For non-Staff level SWEs, my opinion is that joining a FAANG with lower P/E is better for your future earnings.
> For non-Staff level SWEs, my opinion is that joining a FAANG with lower P/E is better for your future earnings.
No, because mr. Market has been looking at everything except P/E, more essentially you can't spend P/E. You spend price.
If you want to throw in P/E in the analysis fine, but then you have to throw in every other element which makes the stock move:
1) Cult CEO who is able to sell the narrative
2) Fed policy
3) Macro environment
4) Odds of company being targeted by the DOJ
and all the other trillions of factors which influences the price of a security.
As Druckenmiller reminds us: "There is not a phenomenon in the world which doesn't affect the price of a security in some shape or form, no matter how small"
I’m not seeing estimates of Amazon at 5x larger business (revenue). Estimates have Amazon at ~2x revenue ($850ish B) in five years and earnings growth slower than current levels. Folks think they’ll grow, just not quite as fast.
We’ll see. I think it’s going to be hard to maintain today’s growth rate at this size.
Fair but if you decide to invest in Amazon with the proceeds you’re in the same boat. And other companies do frequently at least attempt to match scenarios like this (if you’re smart enough to get better offers).
That makes sense. I wasn't sure if SDEs get x units or y dollars worth of stock units each year. The former is most common, but everything about AMZN is unusual, including the vest schedule.
Amazon does it in dollars.
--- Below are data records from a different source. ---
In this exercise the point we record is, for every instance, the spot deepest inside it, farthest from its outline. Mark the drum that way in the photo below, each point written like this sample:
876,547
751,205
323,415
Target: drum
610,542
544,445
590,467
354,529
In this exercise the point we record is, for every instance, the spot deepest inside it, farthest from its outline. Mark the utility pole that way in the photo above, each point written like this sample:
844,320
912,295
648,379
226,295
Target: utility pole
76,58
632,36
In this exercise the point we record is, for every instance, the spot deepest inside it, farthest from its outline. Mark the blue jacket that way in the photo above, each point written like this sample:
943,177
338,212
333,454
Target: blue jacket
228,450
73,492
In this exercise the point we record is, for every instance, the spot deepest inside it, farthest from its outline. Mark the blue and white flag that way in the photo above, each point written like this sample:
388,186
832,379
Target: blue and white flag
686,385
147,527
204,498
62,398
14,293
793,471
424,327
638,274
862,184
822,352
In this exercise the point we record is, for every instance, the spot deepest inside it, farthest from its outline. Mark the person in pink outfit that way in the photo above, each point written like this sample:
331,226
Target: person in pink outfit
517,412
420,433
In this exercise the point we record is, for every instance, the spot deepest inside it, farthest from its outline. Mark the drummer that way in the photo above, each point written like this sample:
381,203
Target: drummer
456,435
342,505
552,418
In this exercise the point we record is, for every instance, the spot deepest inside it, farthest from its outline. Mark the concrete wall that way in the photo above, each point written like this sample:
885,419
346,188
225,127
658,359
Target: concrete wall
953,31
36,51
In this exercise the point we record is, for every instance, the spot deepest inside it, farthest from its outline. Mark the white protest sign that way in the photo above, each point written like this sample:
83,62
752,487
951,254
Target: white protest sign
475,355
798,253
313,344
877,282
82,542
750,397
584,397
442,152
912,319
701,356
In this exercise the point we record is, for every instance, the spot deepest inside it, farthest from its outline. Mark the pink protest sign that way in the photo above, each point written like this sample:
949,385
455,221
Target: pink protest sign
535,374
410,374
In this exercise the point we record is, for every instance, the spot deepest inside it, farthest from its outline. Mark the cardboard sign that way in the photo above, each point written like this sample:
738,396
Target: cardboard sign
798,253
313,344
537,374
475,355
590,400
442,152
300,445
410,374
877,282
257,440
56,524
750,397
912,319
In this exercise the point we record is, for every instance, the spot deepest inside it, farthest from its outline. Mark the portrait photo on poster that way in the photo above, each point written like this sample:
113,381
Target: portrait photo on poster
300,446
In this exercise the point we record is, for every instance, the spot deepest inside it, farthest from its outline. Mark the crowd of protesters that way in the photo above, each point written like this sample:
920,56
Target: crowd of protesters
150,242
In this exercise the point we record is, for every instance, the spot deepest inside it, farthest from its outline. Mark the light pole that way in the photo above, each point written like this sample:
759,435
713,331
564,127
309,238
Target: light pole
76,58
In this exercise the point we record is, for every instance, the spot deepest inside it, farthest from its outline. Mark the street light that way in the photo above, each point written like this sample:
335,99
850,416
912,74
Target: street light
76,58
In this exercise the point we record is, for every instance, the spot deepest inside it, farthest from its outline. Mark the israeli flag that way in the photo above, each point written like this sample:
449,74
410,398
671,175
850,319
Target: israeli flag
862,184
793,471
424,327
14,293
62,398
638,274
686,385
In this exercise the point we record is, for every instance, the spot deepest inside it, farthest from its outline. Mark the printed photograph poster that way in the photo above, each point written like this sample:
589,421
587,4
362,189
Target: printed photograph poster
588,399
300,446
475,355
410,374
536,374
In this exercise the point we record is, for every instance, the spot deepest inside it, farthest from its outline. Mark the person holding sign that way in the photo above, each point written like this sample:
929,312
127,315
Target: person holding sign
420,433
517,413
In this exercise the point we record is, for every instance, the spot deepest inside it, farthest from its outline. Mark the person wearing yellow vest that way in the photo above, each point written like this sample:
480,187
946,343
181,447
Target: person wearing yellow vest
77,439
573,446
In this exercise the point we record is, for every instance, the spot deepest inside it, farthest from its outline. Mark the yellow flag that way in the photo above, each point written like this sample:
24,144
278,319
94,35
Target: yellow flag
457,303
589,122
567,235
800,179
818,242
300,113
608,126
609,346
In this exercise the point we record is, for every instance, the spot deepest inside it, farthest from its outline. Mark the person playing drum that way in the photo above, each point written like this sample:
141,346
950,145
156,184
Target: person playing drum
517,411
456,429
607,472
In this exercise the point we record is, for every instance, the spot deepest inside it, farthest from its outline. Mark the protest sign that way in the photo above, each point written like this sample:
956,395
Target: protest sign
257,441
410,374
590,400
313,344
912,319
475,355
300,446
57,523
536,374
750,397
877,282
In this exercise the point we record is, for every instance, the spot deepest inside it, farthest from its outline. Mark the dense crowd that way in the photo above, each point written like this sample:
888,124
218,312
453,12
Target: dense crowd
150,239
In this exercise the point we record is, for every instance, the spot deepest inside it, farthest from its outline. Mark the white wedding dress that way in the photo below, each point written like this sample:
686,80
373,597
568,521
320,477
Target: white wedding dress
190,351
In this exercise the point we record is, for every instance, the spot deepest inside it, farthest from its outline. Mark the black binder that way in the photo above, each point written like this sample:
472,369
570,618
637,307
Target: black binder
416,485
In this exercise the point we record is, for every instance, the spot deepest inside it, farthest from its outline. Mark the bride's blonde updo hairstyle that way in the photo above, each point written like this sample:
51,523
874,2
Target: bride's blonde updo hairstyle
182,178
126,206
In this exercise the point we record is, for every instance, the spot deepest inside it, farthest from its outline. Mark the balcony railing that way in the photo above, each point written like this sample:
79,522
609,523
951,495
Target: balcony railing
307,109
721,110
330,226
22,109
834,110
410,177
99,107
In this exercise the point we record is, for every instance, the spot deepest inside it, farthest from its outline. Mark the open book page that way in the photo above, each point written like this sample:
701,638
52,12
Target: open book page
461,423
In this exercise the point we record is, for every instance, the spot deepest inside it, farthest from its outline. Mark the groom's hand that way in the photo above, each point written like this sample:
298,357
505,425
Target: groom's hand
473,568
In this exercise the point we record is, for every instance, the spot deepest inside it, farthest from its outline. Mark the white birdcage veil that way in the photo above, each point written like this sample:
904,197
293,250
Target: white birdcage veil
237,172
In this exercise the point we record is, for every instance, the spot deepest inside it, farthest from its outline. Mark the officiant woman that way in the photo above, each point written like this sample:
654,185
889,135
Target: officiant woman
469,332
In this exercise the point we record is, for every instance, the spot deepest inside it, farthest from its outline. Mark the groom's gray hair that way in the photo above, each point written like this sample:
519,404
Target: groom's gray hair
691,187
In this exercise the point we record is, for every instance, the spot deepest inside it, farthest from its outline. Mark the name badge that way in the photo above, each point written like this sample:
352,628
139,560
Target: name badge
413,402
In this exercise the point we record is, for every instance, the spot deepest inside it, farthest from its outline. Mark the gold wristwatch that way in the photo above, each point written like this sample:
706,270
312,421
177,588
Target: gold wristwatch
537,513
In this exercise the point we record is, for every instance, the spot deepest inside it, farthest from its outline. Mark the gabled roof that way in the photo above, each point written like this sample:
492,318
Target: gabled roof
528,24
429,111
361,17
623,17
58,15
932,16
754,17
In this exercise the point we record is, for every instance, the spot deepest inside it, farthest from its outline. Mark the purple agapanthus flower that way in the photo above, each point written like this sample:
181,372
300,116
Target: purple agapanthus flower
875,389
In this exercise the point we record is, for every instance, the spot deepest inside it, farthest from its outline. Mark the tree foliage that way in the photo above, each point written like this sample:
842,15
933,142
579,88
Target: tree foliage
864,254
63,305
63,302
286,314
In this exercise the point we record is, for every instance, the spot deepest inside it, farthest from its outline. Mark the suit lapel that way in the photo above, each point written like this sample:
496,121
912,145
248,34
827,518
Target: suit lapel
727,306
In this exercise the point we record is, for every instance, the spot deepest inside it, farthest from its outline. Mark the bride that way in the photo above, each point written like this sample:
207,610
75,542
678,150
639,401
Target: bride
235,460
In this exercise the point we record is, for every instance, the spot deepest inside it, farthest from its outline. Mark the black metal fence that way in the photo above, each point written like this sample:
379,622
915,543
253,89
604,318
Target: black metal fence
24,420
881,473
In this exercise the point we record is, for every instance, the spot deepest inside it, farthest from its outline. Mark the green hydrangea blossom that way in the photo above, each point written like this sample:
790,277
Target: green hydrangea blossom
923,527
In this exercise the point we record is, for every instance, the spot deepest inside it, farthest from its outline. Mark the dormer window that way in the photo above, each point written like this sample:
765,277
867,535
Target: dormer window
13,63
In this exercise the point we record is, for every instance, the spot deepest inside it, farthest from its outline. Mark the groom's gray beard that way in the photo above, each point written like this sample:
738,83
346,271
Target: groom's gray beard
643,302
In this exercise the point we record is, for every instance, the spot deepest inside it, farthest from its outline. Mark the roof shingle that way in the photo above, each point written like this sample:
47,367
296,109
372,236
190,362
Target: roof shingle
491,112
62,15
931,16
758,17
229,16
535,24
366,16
Employees have a target comp figure in dollars, the annual stock refreshers are based on the price of the stock at that time, so if you got 100 units one year, and the stock doubles, all things being equal, you would only get 50 units the next year at refresh time.
In practice this means you can make good money off your hiring grant if price keeps going up, but you will also see your total comp hit a cliff / drop after a few years, since while stock going up is usually good, in Amazon's eyes, you've been lucky to be making more than your target comp those years and they aren't going to keep giving you the same amount of units if those units are worth more.